This week’s restaurant: Sal & Sons Pizza & Pasta, 1520 N. Mountain Ave. (at Sixth), Ontario.

Sal’s opened in November in the modern-looking shopping center visible from the 10 Freeway across from the Edwards 14. Sal’s has some connection to the Graziano’s chain, although it’s unclear what. The menus are similar.

It’s a peppy, fast-food-looking place, on the small side, with yellow and red being the dominant colors. You order at the counter. They have a variety of pizzas, a dozen pastas, plus calzones and hot and cold sandwiches.

I’ve now been there twice. In January, I got one of the lunch specials, a half-order of lasagna with a salad and soda (price forgotten, but under $7). Kind of thin — it was like the half order was done horizontally, giving you two layers out of four — but good, and the price was right.

On Wednesday I returned for a pizza. I got an 8-inch mini-pizza, luna style ($7.70), a small salad ($2.35) and small drink ($1.25).

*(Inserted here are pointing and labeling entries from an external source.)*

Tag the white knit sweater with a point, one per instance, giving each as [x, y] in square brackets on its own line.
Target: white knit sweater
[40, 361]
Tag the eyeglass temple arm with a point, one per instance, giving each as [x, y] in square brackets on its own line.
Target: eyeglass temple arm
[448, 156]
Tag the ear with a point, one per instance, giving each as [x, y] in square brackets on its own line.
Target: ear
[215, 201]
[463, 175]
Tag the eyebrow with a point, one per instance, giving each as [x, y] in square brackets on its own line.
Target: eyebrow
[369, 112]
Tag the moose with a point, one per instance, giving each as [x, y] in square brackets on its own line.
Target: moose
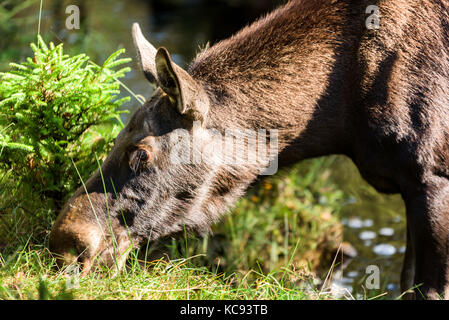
[328, 84]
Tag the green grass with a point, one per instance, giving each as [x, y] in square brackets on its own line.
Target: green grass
[30, 274]
[271, 246]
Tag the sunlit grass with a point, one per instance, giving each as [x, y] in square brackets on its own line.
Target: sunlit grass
[31, 274]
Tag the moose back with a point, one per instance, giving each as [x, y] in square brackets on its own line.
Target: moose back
[315, 76]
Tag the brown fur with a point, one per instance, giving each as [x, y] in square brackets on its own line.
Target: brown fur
[312, 70]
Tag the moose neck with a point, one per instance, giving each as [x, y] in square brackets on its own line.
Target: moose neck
[284, 75]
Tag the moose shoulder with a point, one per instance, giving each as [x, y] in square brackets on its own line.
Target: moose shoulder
[326, 83]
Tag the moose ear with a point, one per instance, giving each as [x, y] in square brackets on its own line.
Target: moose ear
[184, 91]
[146, 53]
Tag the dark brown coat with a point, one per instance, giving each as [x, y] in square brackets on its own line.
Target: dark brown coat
[328, 84]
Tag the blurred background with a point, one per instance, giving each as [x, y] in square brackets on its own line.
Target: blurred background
[322, 200]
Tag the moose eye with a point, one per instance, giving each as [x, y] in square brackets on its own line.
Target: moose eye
[138, 157]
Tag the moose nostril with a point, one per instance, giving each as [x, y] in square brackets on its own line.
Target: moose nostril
[143, 155]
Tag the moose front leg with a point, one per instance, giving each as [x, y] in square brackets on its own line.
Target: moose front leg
[428, 237]
[408, 270]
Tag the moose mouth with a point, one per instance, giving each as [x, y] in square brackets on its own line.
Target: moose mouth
[76, 239]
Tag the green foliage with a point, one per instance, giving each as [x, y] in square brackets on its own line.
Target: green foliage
[12, 27]
[55, 109]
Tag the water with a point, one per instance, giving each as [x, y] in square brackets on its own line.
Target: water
[374, 223]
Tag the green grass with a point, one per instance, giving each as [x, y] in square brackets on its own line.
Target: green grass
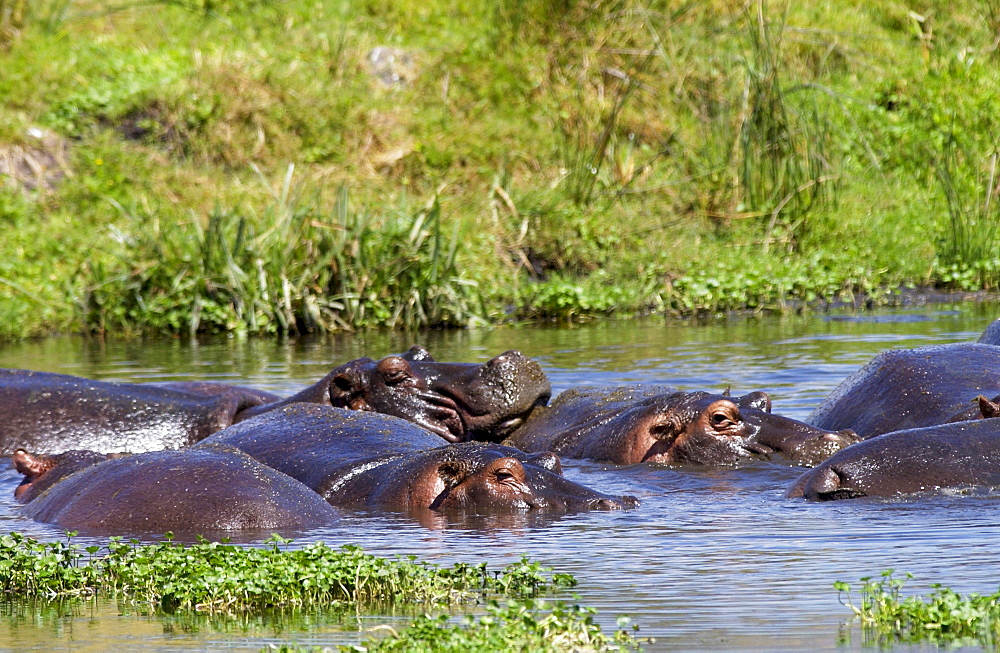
[529, 625]
[235, 166]
[944, 618]
[220, 577]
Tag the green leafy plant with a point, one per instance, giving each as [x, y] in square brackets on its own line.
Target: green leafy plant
[972, 237]
[782, 161]
[944, 618]
[220, 577]
[530, 625]
[292, 268]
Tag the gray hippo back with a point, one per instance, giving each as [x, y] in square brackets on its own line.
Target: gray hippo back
[188, 491]
[363, 459]
[911, 388]
[959, 454]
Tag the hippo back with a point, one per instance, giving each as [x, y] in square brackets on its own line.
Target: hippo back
[911, 388]
[41, 411]
[942, 456]
[190, 491]
[991, 335]
[312, 442]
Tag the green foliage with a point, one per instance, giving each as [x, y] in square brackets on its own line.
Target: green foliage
[531, 625]
[293, 268]
[784, 166]
[120, 84]
[775, 284]
[640, 147]
[220, 577]
[945, 618]
[971, 240]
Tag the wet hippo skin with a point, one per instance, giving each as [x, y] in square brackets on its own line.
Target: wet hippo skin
[954, 455]
[362, 459]
[41, 411]
[457, 401]
[187, 491]
[991, 335]
[633, 424]
[912, 388]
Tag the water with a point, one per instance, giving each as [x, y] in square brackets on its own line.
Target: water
[713, 559]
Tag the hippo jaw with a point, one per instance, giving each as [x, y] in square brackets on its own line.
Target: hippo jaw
[504, 483]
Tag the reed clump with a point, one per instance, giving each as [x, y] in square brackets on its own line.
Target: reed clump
[944, 618]
[554, 159]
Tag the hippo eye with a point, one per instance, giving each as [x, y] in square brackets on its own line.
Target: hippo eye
[718, 419]
[504, 475]
[396, 376]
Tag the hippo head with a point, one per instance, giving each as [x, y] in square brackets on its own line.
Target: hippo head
[42, 471]
[486, 478]
[711, 429]
[458, 401]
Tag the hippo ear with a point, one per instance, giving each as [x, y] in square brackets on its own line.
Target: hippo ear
[347, 388]
[989, 408]
[759, 400]
[418, 353]
[453, 472]
[32, 465]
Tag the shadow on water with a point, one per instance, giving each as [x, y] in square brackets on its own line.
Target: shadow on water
[713, 559]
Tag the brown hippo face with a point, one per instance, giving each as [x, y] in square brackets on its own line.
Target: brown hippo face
[710, 429]
[458, 401]
[481, 478]
[694, 427]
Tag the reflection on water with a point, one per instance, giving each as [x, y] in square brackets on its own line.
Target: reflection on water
[712, 559]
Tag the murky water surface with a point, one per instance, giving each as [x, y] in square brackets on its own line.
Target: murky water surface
[712, 559]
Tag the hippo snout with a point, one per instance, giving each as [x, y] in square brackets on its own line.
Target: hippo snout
[823, 484]
[506, 357]
[624, 503]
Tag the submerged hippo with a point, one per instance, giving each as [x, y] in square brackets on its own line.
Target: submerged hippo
[953, 455]
[42, 411]
[983, 409]
[911, 388]
[362, 459]
[457, 401]
[186, 491]
[634, 424]
[991, 335]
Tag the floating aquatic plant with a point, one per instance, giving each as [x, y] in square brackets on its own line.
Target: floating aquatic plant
[945, 617]
[221, 577]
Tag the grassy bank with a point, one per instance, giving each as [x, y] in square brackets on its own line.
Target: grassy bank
[262, 167]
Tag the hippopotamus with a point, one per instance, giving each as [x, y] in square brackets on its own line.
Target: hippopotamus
[457, 401]
[56, 412]
[991, 335]
[959, 454]
[363, 459]
[984, 409]
[911, 388]
[656, 424]
[42, 411]
[186, 491]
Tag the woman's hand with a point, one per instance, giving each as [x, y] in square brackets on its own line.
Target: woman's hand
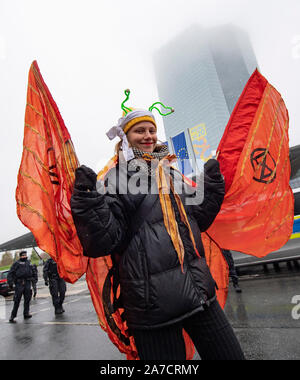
[85, 179]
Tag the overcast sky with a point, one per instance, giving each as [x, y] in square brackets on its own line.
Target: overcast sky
[89, 51]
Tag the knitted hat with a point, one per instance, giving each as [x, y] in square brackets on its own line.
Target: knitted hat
[130, 118]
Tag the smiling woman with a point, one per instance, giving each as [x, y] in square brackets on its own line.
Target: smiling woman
[143, 136]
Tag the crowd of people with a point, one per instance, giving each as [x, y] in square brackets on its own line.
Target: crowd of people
[23, 278]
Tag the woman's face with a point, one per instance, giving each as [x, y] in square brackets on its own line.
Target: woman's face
[143, 136]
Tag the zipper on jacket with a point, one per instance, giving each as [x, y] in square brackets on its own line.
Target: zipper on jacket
[202, 298]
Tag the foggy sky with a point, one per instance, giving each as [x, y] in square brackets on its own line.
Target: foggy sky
[90, 51]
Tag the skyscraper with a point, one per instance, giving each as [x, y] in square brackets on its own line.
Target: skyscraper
[201, 73]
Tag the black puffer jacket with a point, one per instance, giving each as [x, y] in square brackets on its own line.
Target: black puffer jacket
[155, 291]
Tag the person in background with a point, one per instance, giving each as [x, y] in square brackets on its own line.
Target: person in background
[57, 285]
[34, 279]
[20, 275]
[232, 271]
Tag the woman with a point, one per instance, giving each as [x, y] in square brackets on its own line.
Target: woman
[166, 285]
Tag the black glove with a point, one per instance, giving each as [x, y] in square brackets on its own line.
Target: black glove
[85, 179]
[212, 169]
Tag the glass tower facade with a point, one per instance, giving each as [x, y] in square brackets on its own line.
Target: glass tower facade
[201, 73]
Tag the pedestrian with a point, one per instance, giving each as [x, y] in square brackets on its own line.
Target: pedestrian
[57, 285]
[34, 279]
[232, 270]
[20, 275]
[165, 283]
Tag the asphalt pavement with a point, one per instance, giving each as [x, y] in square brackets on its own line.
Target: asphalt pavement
[265, 317]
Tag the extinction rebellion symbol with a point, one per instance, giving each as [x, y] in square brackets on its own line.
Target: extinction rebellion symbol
[264, 165]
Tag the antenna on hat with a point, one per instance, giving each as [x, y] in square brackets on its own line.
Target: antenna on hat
[165, 107]
[123, 107]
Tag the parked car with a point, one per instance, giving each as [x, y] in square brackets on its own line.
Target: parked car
[4, 288]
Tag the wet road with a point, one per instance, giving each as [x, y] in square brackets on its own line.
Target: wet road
[264, 318]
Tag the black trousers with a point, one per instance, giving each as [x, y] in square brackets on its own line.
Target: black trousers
[210, 331]
[57, 287]
[22, 288]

The pizza had olive oil, garlic, mozzarella and romano, no tomato sauce. Perhaps too much olive oil, but the crust was nice and thin, with a light, crunchy edge. The salads here are just chopped lettuce and a single tomato slice. It might be worth adding a topping for 95 cents. Or not, since for $5.25 you could get a small antipasto salad.

Sal’s has a variety of lunch specials and dinner specials, all under $7. Not a bad place for a low-cost meal if you’re in the neighborhood, such as before or after a movie.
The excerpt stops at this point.